As I drove through town on Thursday, I noticed a couple of women decked in revealing green dresses, green feather boas, and sparkly green jewelry. They were on their way into an Irish pub to celebrate the holiday with green colored food and drinks, and other revelers equally clad in green attire. The fleeting thought came to mind, "what a strange way to celebrate a saint."

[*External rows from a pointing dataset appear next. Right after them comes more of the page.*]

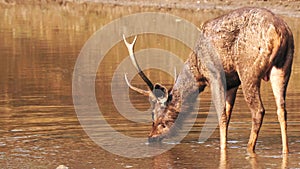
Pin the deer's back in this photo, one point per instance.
(248, 39)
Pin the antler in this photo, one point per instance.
(144, 92)
(134, 62)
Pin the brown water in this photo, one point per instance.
(39, 126)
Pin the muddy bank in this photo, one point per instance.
(289, 8)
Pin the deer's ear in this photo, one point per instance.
(161, 93)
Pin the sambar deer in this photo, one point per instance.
(253, 44)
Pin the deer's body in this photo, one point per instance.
(253, 44)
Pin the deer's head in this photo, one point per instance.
(163, 113)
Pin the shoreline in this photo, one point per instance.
(290, 8)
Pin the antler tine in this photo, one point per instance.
(134, 62)
(129, 45)
(144, 92)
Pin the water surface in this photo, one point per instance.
(39, 126)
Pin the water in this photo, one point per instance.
(38, 124)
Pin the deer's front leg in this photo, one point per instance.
(225, 117)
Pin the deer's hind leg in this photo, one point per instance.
(279, 78)
(251, 91)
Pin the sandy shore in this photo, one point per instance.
(284, 7)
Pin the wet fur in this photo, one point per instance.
(253, 44)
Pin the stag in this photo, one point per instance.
(253, 44)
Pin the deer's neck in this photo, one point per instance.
(189, 84)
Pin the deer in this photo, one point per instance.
(253, 44)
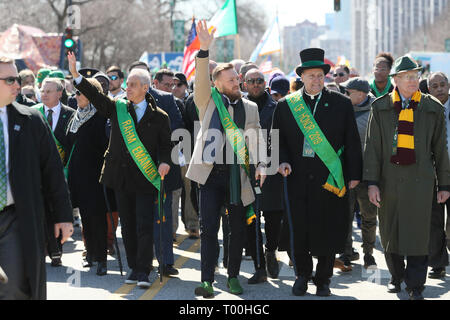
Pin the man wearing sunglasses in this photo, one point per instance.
(116, 77)
(30, 172)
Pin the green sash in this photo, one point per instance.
(136, 148)
(319, 143)
(237, 141)
(61, 151)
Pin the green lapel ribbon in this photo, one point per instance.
(136, 148)
(61, 151)
(237, 141)
(319, 143)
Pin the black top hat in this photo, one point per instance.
(312, 58)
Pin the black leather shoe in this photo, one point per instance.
(87, 263)
(300, 286)
(260, 276)
(101, 268)
(273, 269)
(415, 294)
(323, 290)
(394, 286)
(437, 273)
(169, 270)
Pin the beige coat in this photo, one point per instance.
(198, 170)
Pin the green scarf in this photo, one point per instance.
(237, 141)
(319, 143)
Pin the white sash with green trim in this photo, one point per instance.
(319, 143)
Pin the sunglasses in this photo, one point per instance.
(11, 80)
(257, 81)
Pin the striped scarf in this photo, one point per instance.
(403, 152)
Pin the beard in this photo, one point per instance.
(233, 95)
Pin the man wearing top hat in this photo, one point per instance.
(405, 153)
(320, 153)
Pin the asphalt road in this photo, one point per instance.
(73, 282)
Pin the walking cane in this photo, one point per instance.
(108, 207)
(291, 228)
(257, 190)
(3, 277)
(161, 220)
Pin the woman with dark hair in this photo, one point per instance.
(86, 132)
(381, 84)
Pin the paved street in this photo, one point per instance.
(73, 282)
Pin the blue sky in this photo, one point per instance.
(290, 12)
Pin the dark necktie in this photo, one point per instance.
(50, 118)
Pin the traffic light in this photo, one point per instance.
(68, 41)
(337, 5)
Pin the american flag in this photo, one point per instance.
(190, 52)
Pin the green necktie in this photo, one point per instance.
(3, 181)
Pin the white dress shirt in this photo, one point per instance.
(55, 116)
(4, 119)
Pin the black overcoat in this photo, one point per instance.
(89, 145)
(320, 218)
(36, 174)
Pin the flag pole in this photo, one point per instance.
(238, 44)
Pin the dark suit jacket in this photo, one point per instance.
(61, 128)
(86, 163)
(119, 171)
(36, 174)
(320, 218)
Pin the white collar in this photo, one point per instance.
(55, 109)
(141, 104)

That night I wondered at what a proper way to celebrate a saint would be. So first I looked up a bit of history on this Irish symbol. Wikipedia is great for such things. I was blown away by what I found out:
Patrick was the son of a high Roman official stationed in Britain. When he was 16, he was kidnapped by Irish marauders and sold as a slave to a cruel man. He spent six years in servitude where he learned the Celtic tongue, the intricacies of the druid rituals, and where he learned to pray. In one of Patrick's surviving letters he says, "After I reached Hibernia I used to pasture the flock each day and I used to pray many times a day. More and more did the Love of God, and my fear of Him and faith increase, and my spirit was moved so that in a day [I said] from one up to a hundred prayers, and in the night a like number; besides I used to stay out in the forests and on the mountain and I would wake up before daylight to pray in the snow, in icy coldness, in rain, and I used to feel neither ill nor any slothfulness, because, as I now see, the Spirit was burning in me at that time".
Through the direct guidance of God he fled his cruel master and went back to Britain. There he studied and became a priest. The passion for Ireland fostered in his time of service never left him. When the opportunity rose, he went back to the land of his imprisonment. He began his ministry there by paying his ransom price to his old master and then sharing with him the grace of Jesus and the freedom He offers. He proceeded to minister to the people of Ireland for some forty years.
Today, this humble missionary who gave up all that the name of God would be praised, is celebrated with green beer and skimpy green dresses. I pray, instead, that God will allow me to celebrate this saint by growing in me the heart of St. Patrick: a heart of prayer, a heart of passion, a heart of forgiveness, a heart of boldness, a heart of sacrifice, a heart that beats wildly with the desire that every knee would bow to the King of Kings.